Initially I was pretty stressed up in wanting to familiarise myself with the various functions the description of the 'job' entails but now that I am getting more and more familiar with what my functions are, it does get easier and somewhat 'serious' also.
Despite that, I observed that I strive on a sense of accomplishment and responsibility. I began to wonder if I could ever stop since hubby has commented that I can be quite a workaholic, despite not having officially worked for years. Workaholic or not, I seem to know when to stop to take a break and that is good news; also thankful to reminders I've received through my emails to pace myself out; I am able to catch a breather, enjoy and appreciate the rainbow created from the sunlight as I water my garden. This reminds me, how unreal everything is - only that I've taken it as real. It is a warm feeling that tickles the heart. :)

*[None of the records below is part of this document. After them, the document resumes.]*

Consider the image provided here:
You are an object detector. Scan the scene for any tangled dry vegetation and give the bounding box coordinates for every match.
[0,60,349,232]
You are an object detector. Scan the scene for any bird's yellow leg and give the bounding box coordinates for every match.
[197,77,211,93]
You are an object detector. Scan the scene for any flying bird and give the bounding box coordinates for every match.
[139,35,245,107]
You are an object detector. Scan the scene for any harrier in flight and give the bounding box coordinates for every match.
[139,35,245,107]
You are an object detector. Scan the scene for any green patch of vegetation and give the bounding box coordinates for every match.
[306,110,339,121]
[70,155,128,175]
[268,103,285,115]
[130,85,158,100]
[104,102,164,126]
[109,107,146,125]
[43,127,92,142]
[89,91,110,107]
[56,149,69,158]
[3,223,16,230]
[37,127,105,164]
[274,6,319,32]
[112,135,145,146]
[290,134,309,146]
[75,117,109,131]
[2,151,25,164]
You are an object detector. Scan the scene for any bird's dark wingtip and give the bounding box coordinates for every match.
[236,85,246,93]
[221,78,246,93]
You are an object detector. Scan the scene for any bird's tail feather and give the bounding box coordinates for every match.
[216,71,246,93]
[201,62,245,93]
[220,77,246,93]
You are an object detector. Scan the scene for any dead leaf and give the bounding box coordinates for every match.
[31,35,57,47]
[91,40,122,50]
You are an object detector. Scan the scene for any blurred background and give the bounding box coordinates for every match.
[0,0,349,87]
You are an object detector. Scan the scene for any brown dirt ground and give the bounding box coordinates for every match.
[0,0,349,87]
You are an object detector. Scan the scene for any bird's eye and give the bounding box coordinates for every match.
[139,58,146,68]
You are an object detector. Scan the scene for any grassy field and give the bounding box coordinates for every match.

Last night when I was watching AOD, the princess mentioned something in the likes that life is a dream. I began to wonder if the people long time ago knew that we were all in the dream, hence the poetic poems of how life is exactly a dream, and that along the way, people forget - hence the drama, the taking of life so so seriously.
Anyway, I am just writing because I feel like it. No message here. Just sharing the little bits of my joy.
Love.
Hehe, I am also watching "Can't buy me love" now. A light and entertaining show I would say.